The village map has been converted to an Adobe Acrobat (.PDF) document.  Download the map here.

Iiga Village is where most of the action in Bushido takes place.  The village is a small but prosperous town of about 700 people with three main sources of income: rice, silk, and stopovers from travellers on their way through to Edo (which is about a week's travel from Iiga).

The vast majority of the town consists of commoners -- farmers, silk-harvesters, ironworkers, the staff of the inn on the outskirts of town, artesans, and so on.  The town's magistrate is a youngish samurai, Yoshiro Metsukuno, although thanks to the Shogun's new regulations regarding daimyo, he is required to spend half the year in Edo.  In his absence, his wife, Oyuki, manages his affairs and keeps the peace.

Silk is a key part of the town's income.  Because of this, a regular staff of bodyguards -- some disenfranchised samurai, some just bold young men looking for good work -- is maintained by the township to protect this "wealth."  Not just the silk itself, but the people who make it and even the silkworms themselves have been targeted by criminals in the past.  Many people passing through town wind up spending at least a little money on the material -- it's quality stuff and some are known to make pilgrimages to the town exclusively for Iiga silk.

The other big part of the town's welfare comes from travelers -- priests on pilgrimages to the various shrines, ronin, soldiers, officers of the bakufu, and so on.  For this reason, the town does its best to present itself as an attractive place to stop over for the night.  However, the presence of the inn and the silk-making are relatively new (i.e., within the last fifty years or so).  As a result, there is a certain amount of tension, not always explicit, in the town between those who work in silk or at the inn and those who do the "real" work (threshing rice, night-soil, etc.)  There is a local expression that reflects this: "There are two Iiga, one high and one low."  It depends on who you ask as to which is considered which, of course.

There are several local ordinances established by previous generations of magistrates.  Tobacco, for instance, is expressly forbidden to villagers, since it is generally regarded as being unhealthy, expensive, wasteful (both in terms of time and money), and a fire hazard.  Unfortunately, there tends to be a lot of illegitimate traffic in tobacco between villagers and transients (not to mention stiffer drugs like opium, but those are extremely rare).  A villager caught with tobacco is generally fined a month's worth of rice.  (On the other hand, most of the native villagers tend to look down on tobacco as being a "big city" thing, and can't afford it in the first place.)

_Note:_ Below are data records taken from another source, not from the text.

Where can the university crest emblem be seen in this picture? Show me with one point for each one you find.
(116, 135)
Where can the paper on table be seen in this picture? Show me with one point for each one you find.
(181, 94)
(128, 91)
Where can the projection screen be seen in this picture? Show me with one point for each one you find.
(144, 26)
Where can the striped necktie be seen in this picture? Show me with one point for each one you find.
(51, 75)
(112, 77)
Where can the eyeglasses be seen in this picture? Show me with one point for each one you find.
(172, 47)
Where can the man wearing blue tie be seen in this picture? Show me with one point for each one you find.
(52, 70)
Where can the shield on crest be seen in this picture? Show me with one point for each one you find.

Iiga also happens to be situated in a fairly temperate and mild part of the countryside, so it's not uncommon for some older merchants or samurai to move there and retire.  And since it's situated along the road to Edo, there are often traveling entertainers who stop the night to perform puppet shows, one-man plays or other amusements.

Below: A small segment of Iiga Village

The lands surrounding Iiga are mostly mountainous and deep-growth forests.  The river just south of the village runs east-to-west, and eventually runs south and into the ocean.  Well-traveled paths do exist (to be added to the map at some point).